主人公の少年が自販機の前で出会ったのは、全盲の「内田さん」。コーヒーのボタン探しを手伝ったことをきっかけに、普段どんなふうに街を歩き、どんなことに困っているかを教えてもらいます。全盲の方と知り合いになる機会がなかった人に、実在の視覚障害者の体験を伝えます。
【この本をお読みになるかたへ】
マイクロアグレッション、ということばがあります。相手をバカにしてやろう、とか、いじめてやろう、と思って言うのではない“無意識の差別”という意味です。言ったほうは自分が悪いことをしている、などとは思っていません。でも、言われたほうはたいへん苦しくなります。だって、言った人は悪気があって言っているわけではないというのはわかりますから、傷ついた、と言ってもいいのか、とためらってしまうからです。
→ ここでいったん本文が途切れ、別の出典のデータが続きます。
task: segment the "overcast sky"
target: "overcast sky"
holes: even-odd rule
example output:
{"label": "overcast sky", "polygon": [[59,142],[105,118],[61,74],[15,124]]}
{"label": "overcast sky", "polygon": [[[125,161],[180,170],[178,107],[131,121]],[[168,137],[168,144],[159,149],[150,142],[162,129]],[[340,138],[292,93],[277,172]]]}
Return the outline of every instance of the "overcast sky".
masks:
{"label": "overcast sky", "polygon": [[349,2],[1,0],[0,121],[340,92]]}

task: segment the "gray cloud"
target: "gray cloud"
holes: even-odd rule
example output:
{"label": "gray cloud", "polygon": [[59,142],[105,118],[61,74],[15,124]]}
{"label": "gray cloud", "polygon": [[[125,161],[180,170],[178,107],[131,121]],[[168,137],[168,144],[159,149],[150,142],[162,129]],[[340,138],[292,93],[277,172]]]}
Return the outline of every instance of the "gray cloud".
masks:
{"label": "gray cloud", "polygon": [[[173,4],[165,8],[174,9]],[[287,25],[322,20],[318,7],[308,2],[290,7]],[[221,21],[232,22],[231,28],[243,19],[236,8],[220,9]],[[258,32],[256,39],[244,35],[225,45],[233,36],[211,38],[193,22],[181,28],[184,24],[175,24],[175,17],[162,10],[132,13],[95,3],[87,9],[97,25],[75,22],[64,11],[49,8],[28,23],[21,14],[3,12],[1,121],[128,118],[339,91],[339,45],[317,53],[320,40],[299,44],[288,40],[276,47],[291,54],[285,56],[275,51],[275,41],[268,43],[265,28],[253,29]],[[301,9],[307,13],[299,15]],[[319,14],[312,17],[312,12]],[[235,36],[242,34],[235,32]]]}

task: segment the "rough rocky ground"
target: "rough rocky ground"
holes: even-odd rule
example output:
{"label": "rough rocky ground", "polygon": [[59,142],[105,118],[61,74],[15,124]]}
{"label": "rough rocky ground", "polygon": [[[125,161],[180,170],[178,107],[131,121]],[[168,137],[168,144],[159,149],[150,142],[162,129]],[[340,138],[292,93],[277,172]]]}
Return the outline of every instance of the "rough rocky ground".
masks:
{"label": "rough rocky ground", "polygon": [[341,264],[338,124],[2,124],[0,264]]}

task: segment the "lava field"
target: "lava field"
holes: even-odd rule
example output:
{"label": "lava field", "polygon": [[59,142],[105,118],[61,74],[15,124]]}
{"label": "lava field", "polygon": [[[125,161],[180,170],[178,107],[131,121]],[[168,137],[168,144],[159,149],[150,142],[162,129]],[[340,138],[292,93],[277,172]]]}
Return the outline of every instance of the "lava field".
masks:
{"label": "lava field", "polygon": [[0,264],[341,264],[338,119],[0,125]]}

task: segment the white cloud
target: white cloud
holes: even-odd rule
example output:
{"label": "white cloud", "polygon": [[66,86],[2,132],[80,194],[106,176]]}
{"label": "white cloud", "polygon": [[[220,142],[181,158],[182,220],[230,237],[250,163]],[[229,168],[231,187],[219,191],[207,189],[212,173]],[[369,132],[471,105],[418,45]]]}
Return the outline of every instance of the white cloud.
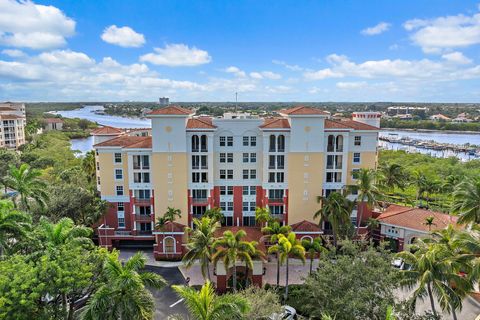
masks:
{"label": "white cloud", "polygon": [[64,46],[75,21],[54,6],[31,1],[0,1],[0,44],[47,49]]}
{"label": "white cloud", "polygon": [[12,58],[21,58],[21,57],[26,56],[25,52],[23,52],[22,50],[18,50],[18,49],[4,49],[4,50],[2,50],[2,54],[6,55],[6,56],[9,56],[9,57],[12,57]]}
{"label": "white cloud", "polygon": [[450,52],[450,53],[445,53],[442,55],[442,58],[453,62],[453,63],[459,63],[459,64],[469,64],[472,63],[472,60],[467,58],[463,53],[455,51],[455,52]]}
{"label": "white cloud", "polygon": [[361,33],[365,36],[374,36],[374,35],[377,35],[377,34],[381,34],[385,31],[388,31],[388,29],[390,29],[390,26],[391,26],[390,23],[380,22],[379,24],[377,24],[373,27],[363,29],[361,31]]}
{"label": "white cloud", "polygon": [[198,66],[212,61],[207,51],[184,44],[167,44],[165,48],[155,48],[154,51],[141,56],[140,61],[169,67]]}
{"label": "white cloud", "polygon": [[434,19],[412,19],[404,23],[410,39],[426,53],[468,47],[480,43],[480,13]]}
{"label": "white cloud", "polygon": [[102,40],[120,47],[141,47],[145,44],[145,37],[135,32],[130,27],[117,27],[111,25],[105,28],[101,36]]}

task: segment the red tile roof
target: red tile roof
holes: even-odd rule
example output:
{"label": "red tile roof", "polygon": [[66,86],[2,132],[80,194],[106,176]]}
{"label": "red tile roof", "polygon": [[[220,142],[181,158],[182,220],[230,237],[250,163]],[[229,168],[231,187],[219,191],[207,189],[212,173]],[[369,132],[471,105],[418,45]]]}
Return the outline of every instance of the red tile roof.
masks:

言われて傷つく自分のほうが考えすぎなのかなぁ、と思ってしまいます。でも、確かに痛かったのに……。
この本の6ページの先生は「目の見えない人がいたらお手伝いしましょう」と言っています。このことばに、えっ? と思いますか? これが、マイクロアグレッションです。
この先生は、目が見えない人は全員困っているはず、と自分がそう言っているとは気がつかないで言っているわけですが、目の見えない人がいつもいつも全員困っているわけではないでしょう。
目の見えない人=困っている人 というのはマイクロアグレッションなのです。
目が見えていても見えなくても、困っている人は困っている、困っていない人は困っていない……。
この本の主人公、佐藤くんは、先生のことばを聞いて、ちょっと変な気持ちになりました。でも、それがなぜなのかはその時はわかりませんでした。この本は、もちろん目の見えない人にあったときになんて言えばいいのか、についてのお話なのですが、同時に佐藤くんが内田さんに会って、「初めに困っているかどうか見て!」と言われて、そっか、そうだよね、とちょっとスッキリする物語でもあるのです。(著者:赤木かん子)
作 | 赤木かんこ |
絵 | 濱口瑛士 |
発行日 | 2021/4/30 |
ISBN | 978-4-86596-405-9 |
発行元 | 社会福祉法人埼玉福祉会 |
サイズ | 菊版変形 |
ページ数 | 40P |
<赤木かん子>
児童文学評論家。1984 年「本の探偵」でデビュー。
以来、子どもの本を中心に本や文化の紹介、書評、講演など、幅広い分野で活躍中。
図書館の改善運動にも積極的で、特に小中学校の図書館の活性化にも努めている
赤木かん子ホームぺージhttp://www.akagikanko.net/
<挿絵画家 濱口瑛士>
画家。2002年東京世田谷区生まれ。「異才発掘プロジェクトROCKET」第1期スカラー候補生。
3歳ごろから絵を描き始める。ディスレクシアのため文字を書くことを苦手とするが、言語IQは133あり、物語を作ることも得意。